②暗記だけでは対応できない設問があるから
ITパスポートは、単なる知識の丸暗記では太刀打ちできない問題が多いことも特徴です。IT用語の意味だけでなく、「業務でどのように使われるか」「セキュリティ上どの対応が最適か」など、状況判断を求められるケースが多く出題されます。
暗記中心の学習だと回答が選びにくく、理解不足のまま受験すると不正解が増えてしまいやすい点が合格率を押し下げる一因になっています。
③独学で計画的に進められない人が多いから
ITパスポートの範囲は想像以上に広く、独学だと「今日はどこまでやればいいのか」「何を優先すべきか」が分からなくなりやすいです。
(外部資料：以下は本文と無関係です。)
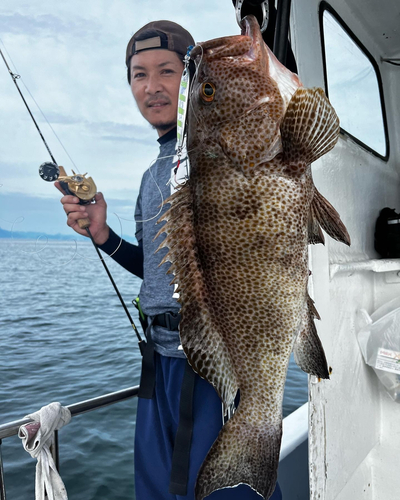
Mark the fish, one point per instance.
(237, 234)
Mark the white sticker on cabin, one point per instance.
(388, 361)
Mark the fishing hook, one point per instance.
(264, 9)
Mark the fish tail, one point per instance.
(245, 452)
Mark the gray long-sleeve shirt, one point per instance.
(156, 292)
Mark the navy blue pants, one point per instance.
(156, 425)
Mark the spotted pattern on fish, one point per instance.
(237, 234)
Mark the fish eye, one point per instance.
(208, 91)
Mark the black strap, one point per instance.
(148, 374)
(167, 320)
(183, 438)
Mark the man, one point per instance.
(154, 62)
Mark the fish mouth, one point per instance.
(157, 103)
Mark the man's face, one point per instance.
(155, 79)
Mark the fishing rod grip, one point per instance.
(84, 223)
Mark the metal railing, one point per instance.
(11, 428)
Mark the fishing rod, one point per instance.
(77, 185)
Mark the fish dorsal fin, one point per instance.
(308, 351)
(310, 127)
(202, 343)
(323, 214)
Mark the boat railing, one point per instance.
(11, 428)
(295, 427)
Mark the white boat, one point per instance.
(343, 444)
(352, 49)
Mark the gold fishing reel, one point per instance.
(78, 185)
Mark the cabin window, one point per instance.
(353, 86)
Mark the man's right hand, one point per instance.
(97, 213)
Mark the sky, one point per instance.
(71, 57)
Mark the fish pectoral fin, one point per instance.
(308, 351)
(201, 341)
(310, 127)
(243, 453)
(315, 234)
(323, 214)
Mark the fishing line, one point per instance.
(17, 76)
(158, 187)
(84, 225)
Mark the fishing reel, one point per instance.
(77, 185)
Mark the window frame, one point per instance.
(325, 6)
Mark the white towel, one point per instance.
(37, 438)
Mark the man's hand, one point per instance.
(97, 213)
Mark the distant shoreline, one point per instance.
(31, 235)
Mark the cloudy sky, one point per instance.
(71, 56)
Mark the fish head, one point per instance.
(239, 90)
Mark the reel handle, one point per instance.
(84, 223)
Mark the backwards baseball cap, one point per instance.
(159, 35)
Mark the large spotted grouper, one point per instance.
(237, 233)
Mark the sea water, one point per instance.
(65, 337)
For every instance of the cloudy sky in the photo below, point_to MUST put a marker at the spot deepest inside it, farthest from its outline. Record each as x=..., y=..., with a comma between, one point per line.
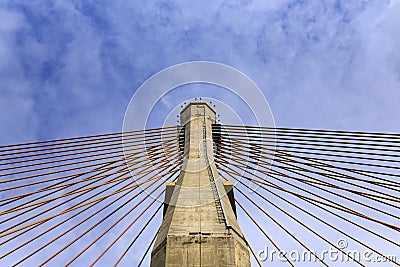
x=69, y=68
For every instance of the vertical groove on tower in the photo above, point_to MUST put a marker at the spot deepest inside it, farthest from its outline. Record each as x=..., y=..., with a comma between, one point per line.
x=199, y=227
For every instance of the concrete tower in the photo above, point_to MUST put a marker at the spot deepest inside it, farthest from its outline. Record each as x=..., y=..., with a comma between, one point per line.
x=199, y=226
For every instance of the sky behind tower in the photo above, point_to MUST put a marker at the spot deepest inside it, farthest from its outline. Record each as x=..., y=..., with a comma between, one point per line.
x=69, y=68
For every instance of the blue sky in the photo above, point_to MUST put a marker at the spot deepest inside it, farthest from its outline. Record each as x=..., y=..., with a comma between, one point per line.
x=69, y=68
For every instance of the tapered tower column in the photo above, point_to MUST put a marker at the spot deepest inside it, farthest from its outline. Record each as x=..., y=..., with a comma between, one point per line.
x=199, y=226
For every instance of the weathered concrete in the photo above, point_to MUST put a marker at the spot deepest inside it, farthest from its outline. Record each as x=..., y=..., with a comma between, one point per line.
x=199, y=226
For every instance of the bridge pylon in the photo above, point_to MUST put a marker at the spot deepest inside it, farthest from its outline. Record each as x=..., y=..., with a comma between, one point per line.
x=199, y=227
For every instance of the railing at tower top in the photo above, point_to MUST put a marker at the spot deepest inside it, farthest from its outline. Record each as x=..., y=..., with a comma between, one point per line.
x=217, y=194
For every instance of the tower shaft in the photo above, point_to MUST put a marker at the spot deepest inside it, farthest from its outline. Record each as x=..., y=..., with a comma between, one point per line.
x=199, y=226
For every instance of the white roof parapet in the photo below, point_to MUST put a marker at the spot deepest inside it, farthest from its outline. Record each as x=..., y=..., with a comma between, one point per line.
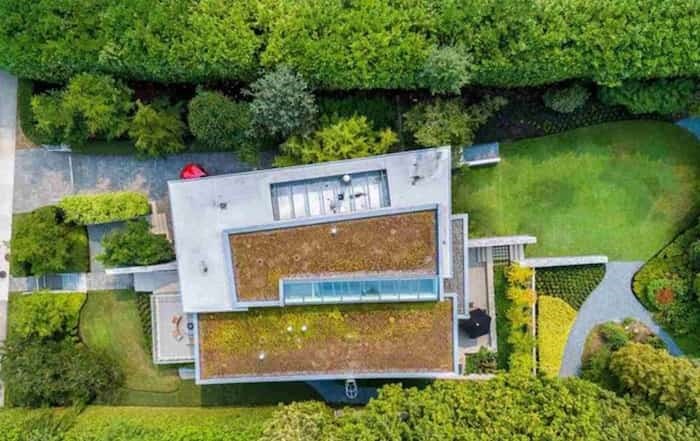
x=548, y=262
x=169, y=266
x=483, y=242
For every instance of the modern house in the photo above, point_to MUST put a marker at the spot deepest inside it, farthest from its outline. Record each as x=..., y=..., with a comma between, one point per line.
x=341, y=270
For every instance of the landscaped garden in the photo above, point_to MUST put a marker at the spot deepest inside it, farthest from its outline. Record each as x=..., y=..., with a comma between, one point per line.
x=621, y=189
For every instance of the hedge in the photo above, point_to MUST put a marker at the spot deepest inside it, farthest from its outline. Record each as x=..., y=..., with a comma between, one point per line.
x=363, y=44
x=572, y=284
x=97, y=423
x=554, y=321
x=104, y=208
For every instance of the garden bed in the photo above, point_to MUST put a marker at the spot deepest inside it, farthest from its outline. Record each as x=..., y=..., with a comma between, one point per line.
x=405, y=243
x=573, y=284
x=337, y=340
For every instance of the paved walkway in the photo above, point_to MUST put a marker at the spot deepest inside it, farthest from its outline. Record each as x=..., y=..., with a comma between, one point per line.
x=8, y=129
x=43, y=177
x=613, y=299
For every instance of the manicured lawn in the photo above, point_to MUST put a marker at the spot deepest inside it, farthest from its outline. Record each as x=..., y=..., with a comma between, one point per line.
x=621, y=189
x=110, y=321
x=502, y=325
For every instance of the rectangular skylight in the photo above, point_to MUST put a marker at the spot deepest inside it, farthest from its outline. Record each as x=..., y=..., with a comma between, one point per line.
x=330, y=195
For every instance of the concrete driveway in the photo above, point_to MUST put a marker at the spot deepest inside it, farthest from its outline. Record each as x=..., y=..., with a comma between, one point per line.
x=43, y=177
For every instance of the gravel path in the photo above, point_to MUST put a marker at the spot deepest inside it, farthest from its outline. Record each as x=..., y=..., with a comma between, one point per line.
x=613, y=299
x=43, y=177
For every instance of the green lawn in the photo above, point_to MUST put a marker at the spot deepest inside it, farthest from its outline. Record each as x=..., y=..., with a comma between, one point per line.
x=110, y=322
x=620, y=189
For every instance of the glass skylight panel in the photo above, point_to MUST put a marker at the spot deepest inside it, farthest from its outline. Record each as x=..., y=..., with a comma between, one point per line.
x=359, y=291
x=330, y=195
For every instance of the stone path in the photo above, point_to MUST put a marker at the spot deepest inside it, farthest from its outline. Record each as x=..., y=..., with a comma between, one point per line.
x=613, y=299
x=43, y=177
x=8, y=129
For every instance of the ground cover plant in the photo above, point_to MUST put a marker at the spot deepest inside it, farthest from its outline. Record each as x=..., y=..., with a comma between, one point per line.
x=102, y=208
x=327, y=339
x=555, y=318
x=669, y=285
x=522, y=296
x=262, y=258
x=44, y=242
x=43, y=340
x=135, y=245
x=620, y=189
x=573, y=284
x=508, y=407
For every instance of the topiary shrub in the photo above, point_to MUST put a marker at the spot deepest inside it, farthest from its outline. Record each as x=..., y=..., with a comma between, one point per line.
x=135, y=245
x=567, y=99
x=217, y=122
x=554, y=321
x=104, y=208
x=282, y=104
x=665, y=96
x=345, y=139
x=157, y=130
x=43, y=243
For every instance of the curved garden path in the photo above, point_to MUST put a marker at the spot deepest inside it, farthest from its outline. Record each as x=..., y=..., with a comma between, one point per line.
x=612, y=299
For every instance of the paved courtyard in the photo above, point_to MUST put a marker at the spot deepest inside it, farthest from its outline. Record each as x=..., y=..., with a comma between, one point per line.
x=43, y=177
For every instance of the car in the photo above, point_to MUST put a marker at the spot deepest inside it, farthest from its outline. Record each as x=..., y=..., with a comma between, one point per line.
x=193, y=171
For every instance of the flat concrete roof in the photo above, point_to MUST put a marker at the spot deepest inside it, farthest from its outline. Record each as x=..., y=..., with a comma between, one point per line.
x=203, y=208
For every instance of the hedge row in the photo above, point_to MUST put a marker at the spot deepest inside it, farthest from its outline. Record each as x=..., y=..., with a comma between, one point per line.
x=573, y=284
x=135, y=424
x=554, y=321
x=104, y=208
x=360, y=44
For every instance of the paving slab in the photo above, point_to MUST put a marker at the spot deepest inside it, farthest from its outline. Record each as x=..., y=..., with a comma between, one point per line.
x=612, y=300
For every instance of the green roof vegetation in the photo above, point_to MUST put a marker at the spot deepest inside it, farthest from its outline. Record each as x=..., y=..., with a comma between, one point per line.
x=307, y=340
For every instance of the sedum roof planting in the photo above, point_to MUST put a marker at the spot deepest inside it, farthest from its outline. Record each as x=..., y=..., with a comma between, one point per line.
x=327, y=340
x=402, y=243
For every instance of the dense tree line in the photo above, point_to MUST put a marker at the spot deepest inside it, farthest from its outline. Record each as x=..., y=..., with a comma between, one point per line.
x=357, y=44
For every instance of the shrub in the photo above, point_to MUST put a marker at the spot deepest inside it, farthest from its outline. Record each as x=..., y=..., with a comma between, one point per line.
x=573, y=284
x=567, y=99
x=62, y=373
x=665, y=96
x=345, y=139
x=45, y=315
x=282, y=104
x=519, y=315
x=217, y=122
x=91, y=106
x=135, y=245
x=615, y=336
x=43, y=243
x=445, y=70
x=104, y=208
x=554, y=321
x=482, y=362
x=306, y=421
x=448, y=122
x=669, y=383
x=694, y=255
x=156, y=130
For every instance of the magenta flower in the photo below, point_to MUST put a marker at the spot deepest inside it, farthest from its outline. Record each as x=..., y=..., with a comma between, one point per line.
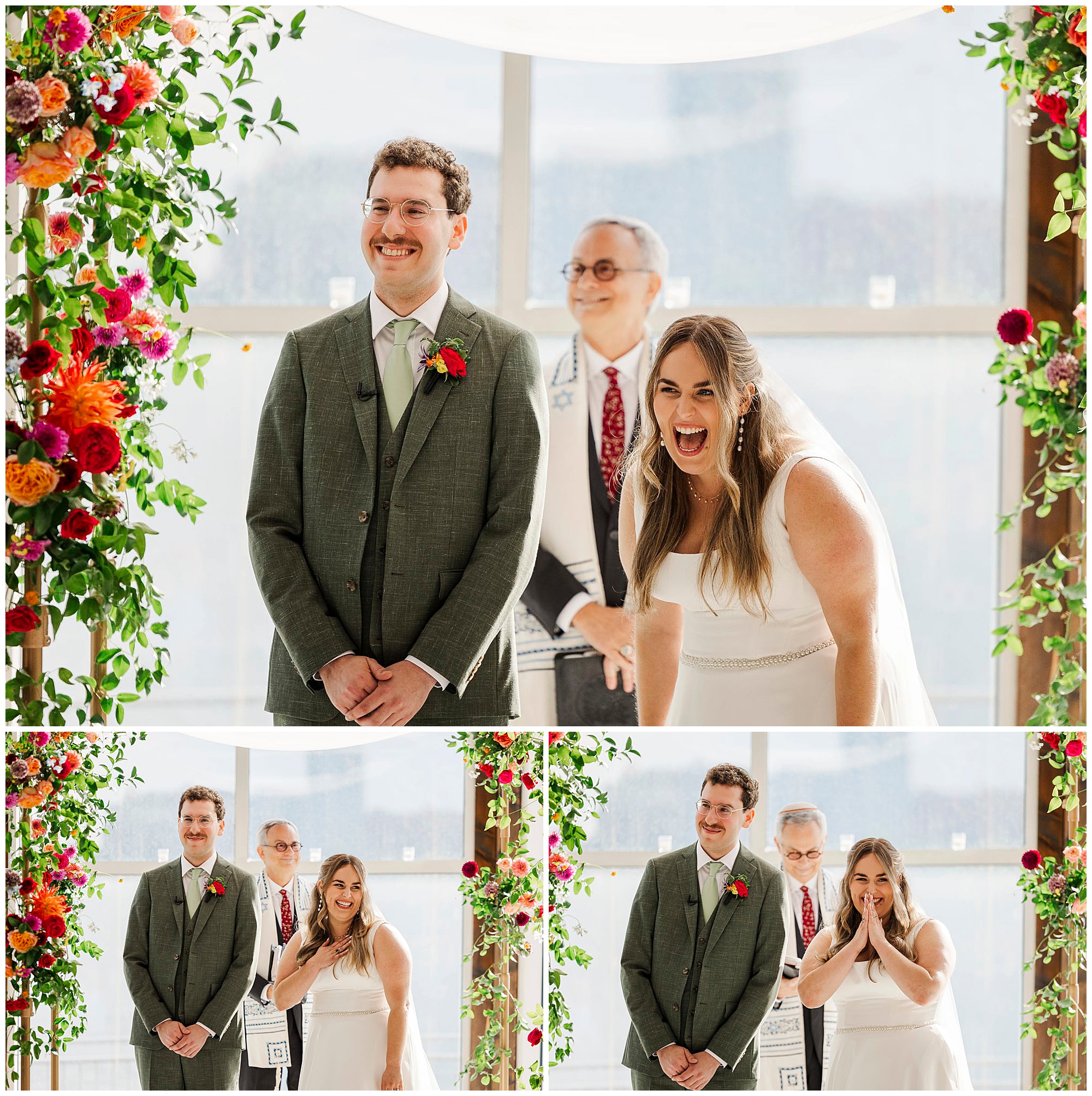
x=69, y=31
x=23, y=547
x=136, y=284
x=110, y=336
x=53, y=440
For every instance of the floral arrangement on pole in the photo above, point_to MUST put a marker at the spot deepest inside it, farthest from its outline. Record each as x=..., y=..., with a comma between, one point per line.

中でもとくにITに馴染みのない人ほど、分野ごとの関連性がつかめず、途中でペースが崩れてしまう傾向があります。
学習計画が曖昧なまま進めると、重要ポイントを取りこぼし、結果として合格率が下がってしまいます。
④勉強時間を確保できない人が一定数いるから
社会人や学生に共通しているのが「まとまった時間が取れない」という悩みです。少しずつ進めるつもりでも、気づけば学習が途切れてしまい、理解が定着せず最終的に不合格につながるケースも多いです。
短期集中で全体像をつかめれば効率が一気に上がりますが、独学で「まとまった時間を作る仕組み」を整えるのは簡単ではありません。こうした悩みを抱えている場合は、体系化されたカリキュラムで必要範囲を一気に理解できるITパスポート試験対策セミナーが効果的です。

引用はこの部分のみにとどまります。